I call my mom today, as I do every weekend now. I’m trying to do for her what she did for her parents at my age, when she had just moved to the States. But mostly, she talks, and I say “uh-huh” every once in a while.
She picks up, and immediately says, “I cancelled the April trip”—one of our twice-yearly trips to visit her parents in China. “They’re projecting that the coronavirus outbreak will be worst around then.”
Who’s they? I don’t ask.
“But just letting you know, Nainai isn’t doing well. She fell 7 times last week, and she’s got a big bruise on her face. There’s no broken bones, but she’s depressed and frustrated.”

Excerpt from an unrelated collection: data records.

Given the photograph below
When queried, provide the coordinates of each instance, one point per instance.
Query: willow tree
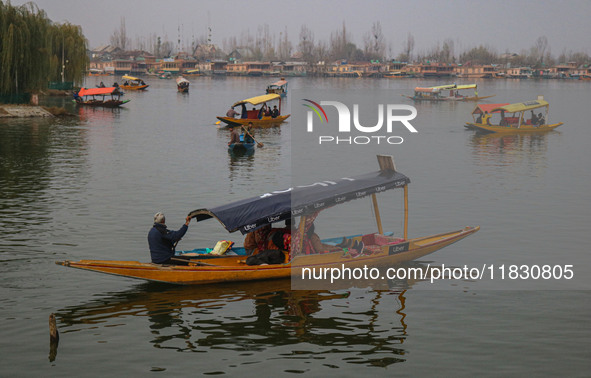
(32, 49)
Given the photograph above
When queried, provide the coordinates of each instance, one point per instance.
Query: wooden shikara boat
(513, 118)
(241, 146)
(88, 97)
(195, 72)
(482, 109)
(255, 115)
(182, 84)
(133, 83)
(438, 93)
(304, 202)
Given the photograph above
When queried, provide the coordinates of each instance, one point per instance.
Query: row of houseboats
(304, 203)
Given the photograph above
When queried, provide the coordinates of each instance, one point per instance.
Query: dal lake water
(86, 187)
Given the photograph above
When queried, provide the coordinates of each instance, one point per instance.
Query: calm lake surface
(86, 187)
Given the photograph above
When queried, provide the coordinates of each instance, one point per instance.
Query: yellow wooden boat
(256, 116)
(513, 118)
(304, 202)
(438, 93)
(133, 83)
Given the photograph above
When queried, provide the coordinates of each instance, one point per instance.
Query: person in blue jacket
(162, 241)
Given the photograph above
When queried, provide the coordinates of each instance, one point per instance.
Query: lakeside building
(108, 59)
(487, 71)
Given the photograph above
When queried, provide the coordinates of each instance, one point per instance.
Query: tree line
(265, 45)
(34, 50)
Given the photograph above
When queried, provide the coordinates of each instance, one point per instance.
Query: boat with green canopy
(133, 83)
(304, 202)
(440, 93)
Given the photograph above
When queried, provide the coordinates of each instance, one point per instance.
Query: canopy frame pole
(302, 228)
(405, 212)
(547, 120)
(376, 209)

A familiar anxiety flashes in the back of my mind: did the last time I’ll see my grandmother already pass? I try to remember her face, her hair, her fragile skin, what it feels like to hold her hand when we walk together.

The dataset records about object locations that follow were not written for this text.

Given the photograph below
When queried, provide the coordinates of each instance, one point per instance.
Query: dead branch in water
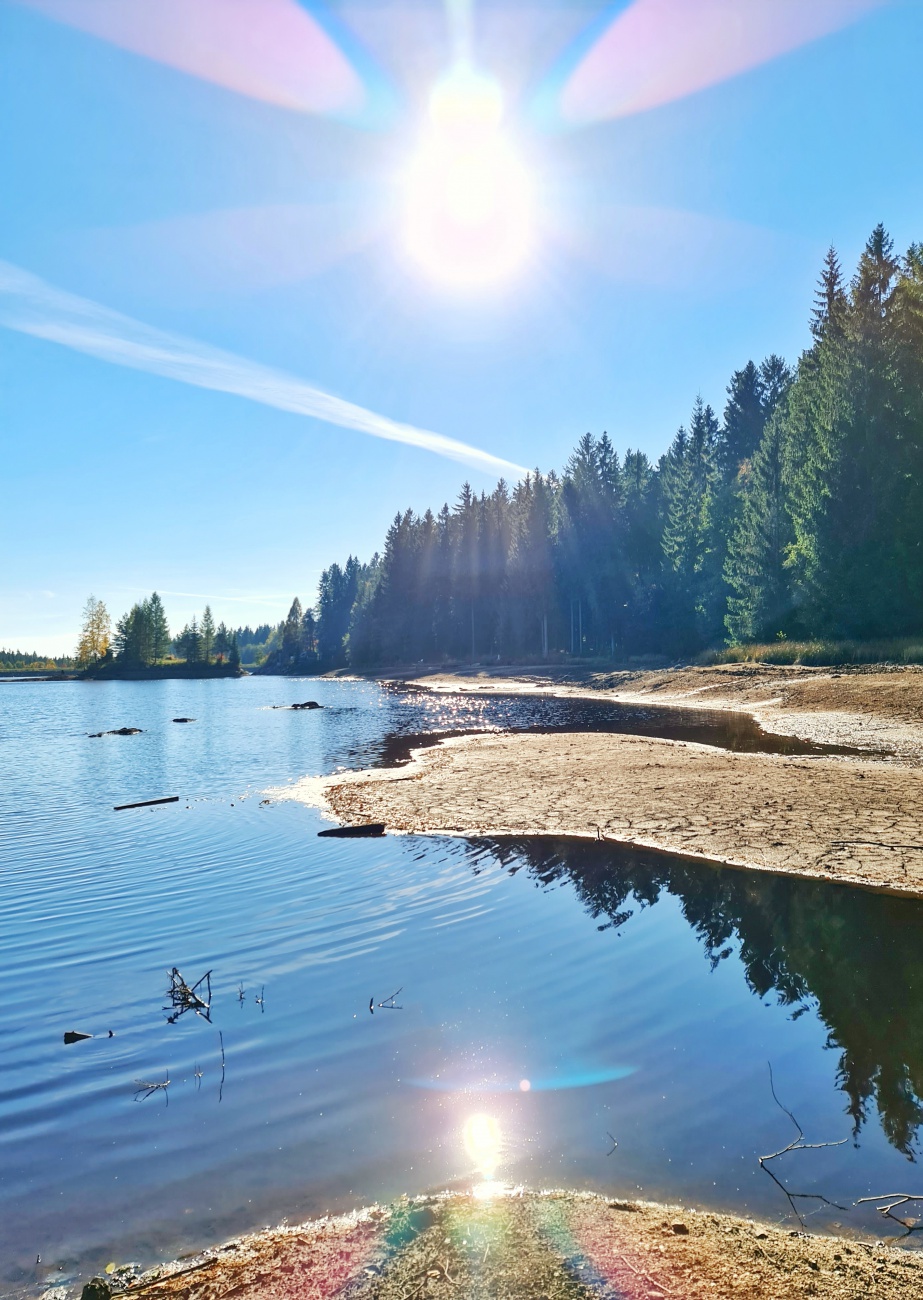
(892, 1201)
(798, 1144)
(186, 997)
(144, 1090)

My mom laughs. “Nainai keeps falling while getting up from the toilet. Yeye can’t help her stand up either, so she has to lie on the floor of the bathroom for hours until the caretaker can visit and help her get back up.” The last time Yeye tried to help pull her up, he fell too, and the two of them couldn’t get up for hours. I had imagined them rolling around like turtles on their backs, flailing their arms. My mom and I had a good laugh about that one, unable to do anything else from 7,000 miles away.

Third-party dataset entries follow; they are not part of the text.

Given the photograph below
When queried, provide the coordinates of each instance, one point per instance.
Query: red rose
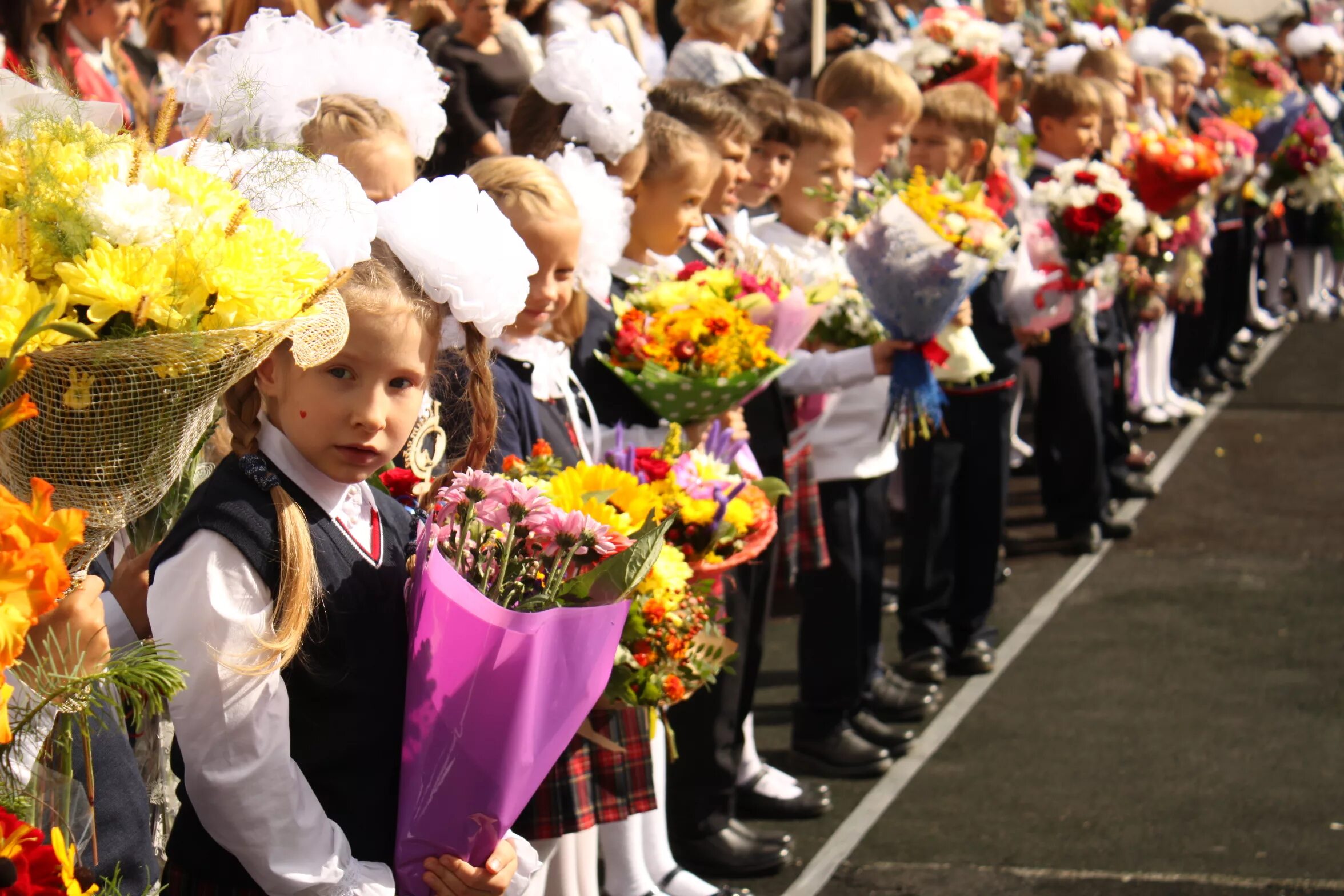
(398, 481)
(1083, 221)
(691, 270)
(1109, 205)
(654, 468)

I joke now, too. “Hey, if she has to wait that long, she should just keep pillows on the floor, get comfortable.” We chuckle.
“I think she might have had a light stroke. But we don’t know. She can’t go to the hospital right now since that’s the more dangerous place to be. And normally Luo a-yi”—Auntie Luo, a close family friend—“could visit to check in on them, but she’s got a fever. She’s waiting for test results to see if it’s the virus. Jiujiu is worried sick, he’s calling them several times a day now. But he’s on lockdown, it’s not like he’s got anything else to do either.”
“Aiya, if anything happens, I’ll still need to go back. Even if the virus is bad. But I wouldn’t make you do it.” I think, No, I would come with you anyway.
My mom chatters on, complaining about her mother, unable to process her worries in any other way. “Aiya, I keep thinking, if she picked a safer sterilization procedure in the 80s, her uterus wouldn’t be falling out now, so she wouldn’t need to pee all the time, so she wouldn’t keep falling off the toilet. She’s too stubborn. She doesn’t want to learn how to use the pessary ring. Then she wouldn’t have to pee so much. I don’t want to burden you like that. But whatever city you end up in, I’ll move there.”
More anecdotes. Yeye ordering groceries the other day, and seeing that all the instant noodles were sold out except for the Wuhan-style hot dry noodles. Palindrome Day taking over Chinese social media, maybe because everyone wants a distraction. Ordering $400 USD of surgical masks last week, only to have all those orders get cancelled by the suppliers. White boys coughing pointedly at her and other Chinese-American aunties at the airport last weekend. A couple coronavirus cases in Southern California now—“but they’re all people from China, you know.” Not like us.
We try to stay rational about it all. The panic outside of East Asia is totally overblown, we say. This flu season has killed an order of magnitude more people in the U.S. Wuhan Coronavirus has only killed a few hundred in China, and the mortality rate seems pretty low compared to SARS. And if it spread to the U.S., we’re in good health, live in a rich country, have access to high-quality treatment. If we got sick, we’d probably be fine. The biggest risk is the strain on healthcare infrastructure, and the well-being of the poorer patients and healthcare workers. We tell ourselves it’s not worth freaking out over.
But still, my mom implores me to take Airborne. She swears by the stuff. Every time I visit her, she sneaks another tube into my backpack. It’s her love language. I’ve read the studies, know it’s just placebo. I hang up, then take a double dose anyway.